5 ) Show off, don't tell –
The Internet folly
Glamour stars were the gods of the 20th century. They were distant and unreachable, but yet so easy to identify with and so close to our hearts. Maybe it was because of their unreachability, that we are so fond of them, because they appeal so much to the imagination. Nowadays we are both the reciever and the messenger in the media paradigm. Web based media allow us to send an (manipulated) image of ourselves into the world. Self-dissimulation, something that was previously reserved for stars in films, has become a new norm.
But where film is able to tell stories and to transmit feelings, the web on the other hand is more likely to cause a decay of these human qualities:
Film is a perfect extension of our emotions. Film allows us to feel what another person feels, because it offers us a peek over the shoulder of the main characters of the story. Web based media are missing this quality because they often -intrinsically- are inducing an overload of information. Thereby, causal, contextual and narrative features are becoming overshadowed. This results in a much more fragmented picture of the situation, in which the way we are profiling ourselves is becoming increasingly important.

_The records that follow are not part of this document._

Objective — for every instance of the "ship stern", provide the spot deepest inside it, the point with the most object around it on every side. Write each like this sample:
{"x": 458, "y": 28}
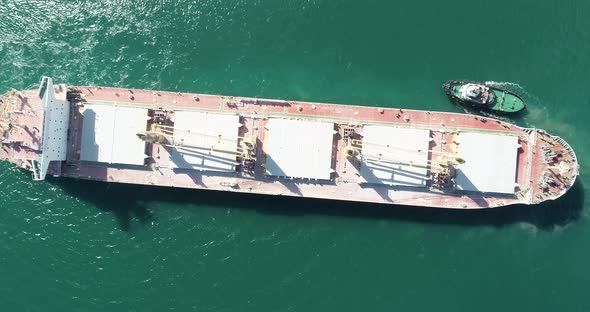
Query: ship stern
{"x": 555, "y": 167}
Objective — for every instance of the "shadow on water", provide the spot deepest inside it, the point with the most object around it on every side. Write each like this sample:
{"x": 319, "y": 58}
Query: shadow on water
{"x": 129, "y": 203}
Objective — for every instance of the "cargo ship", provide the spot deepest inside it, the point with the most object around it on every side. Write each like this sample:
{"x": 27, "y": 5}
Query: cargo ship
{"x": 279, "y": 147}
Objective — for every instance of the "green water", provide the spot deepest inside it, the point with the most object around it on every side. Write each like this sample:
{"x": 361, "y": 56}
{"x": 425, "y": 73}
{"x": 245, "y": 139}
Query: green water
{"x": 81, "y": 246}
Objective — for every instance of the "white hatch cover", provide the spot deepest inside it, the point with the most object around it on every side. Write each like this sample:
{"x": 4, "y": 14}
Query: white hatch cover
{"x": 207, "y": 141}
{"x": 299, "y": 149}
{"x": 394, "y": 156}
{"x": 490, "y": 163}
{"x": 109, "y": 134}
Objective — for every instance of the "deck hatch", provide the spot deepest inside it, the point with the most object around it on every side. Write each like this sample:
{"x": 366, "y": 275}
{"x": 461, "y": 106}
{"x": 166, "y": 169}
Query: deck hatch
{"x": 109, "y": 134}
{"x": 490, "y": 163}
{"x": 299, "y": 149}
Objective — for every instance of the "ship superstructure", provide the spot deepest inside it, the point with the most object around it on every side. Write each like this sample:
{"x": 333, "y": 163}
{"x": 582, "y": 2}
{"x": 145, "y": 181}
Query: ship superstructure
{"x": 277, "y": 147}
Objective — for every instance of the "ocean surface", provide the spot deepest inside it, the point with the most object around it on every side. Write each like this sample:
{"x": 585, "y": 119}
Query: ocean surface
{"x": 68, "y": 245}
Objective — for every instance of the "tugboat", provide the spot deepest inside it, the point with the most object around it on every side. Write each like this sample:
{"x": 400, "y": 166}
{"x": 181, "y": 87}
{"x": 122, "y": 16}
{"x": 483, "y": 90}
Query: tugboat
{"x": 481, "y": 96}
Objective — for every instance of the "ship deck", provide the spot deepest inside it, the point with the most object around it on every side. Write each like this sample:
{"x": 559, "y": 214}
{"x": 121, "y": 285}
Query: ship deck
{"x": 254, "y": 115}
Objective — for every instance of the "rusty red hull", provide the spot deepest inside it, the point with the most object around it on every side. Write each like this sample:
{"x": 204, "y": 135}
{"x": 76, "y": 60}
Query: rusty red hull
{"x": 23, "y": 126}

In the folly culture that emerges by this, everything must be measurable and able to communicate clearly to the outside. The risk is that this may lead to shallowness. Because things communicate best when they are especially 'cute', 'nice', 'shocking' or 'spectacular'. Therefore subtle or complicated things get a chance less easily. The cinematic axiom "Show, don't tell" (a rule in cinema, implying that movie-dialogues may not refer to anything that is not in the picture) takes on a whole different meaning in the context of the web. It is all about visibility.
Surprisingly enough, it are often the things on the edge of the acceptable, that clearly reveal what is happening. Take Chatroulette for example: Chatroulette is a social medium wich enables you to have video-chat conversations with random strangers from around the world. It allows you to type against each other and to click each other away if you don't like the conversation. It is astonishing to see what happens when you give people this means: Chatroulette is a platform for the most basal and vulgar scenario's imaginable. Due to Chatroulette other people really remain 'others'. They are degraded to a screen somewhere far away, about which you don't have to worry, and to which you can say and do anything you want, because it does not matter.
Although Chatroulette seems very repellent to me, I find it very interesting as a phenomonem. It is a perfect metaphor for the problems that we could be facing as technology becomes more important to our lives. It could be seen as a warning sign that without the right strategies, the web may result into an immense superficiality. And in a dehumanisation of "the others", wich will eventually imply a loss of our own humanness as well.
I am a conservative regarding social media. I think it is important to stay critical and to ask questions about media and technology. I consider it my role as an artist to reflect on technological formats and social paradigms in society. In order to do so, I am creating new media-formats myself, to test an try to see what happens, and to deconstruct the mechanisms behind our technologies.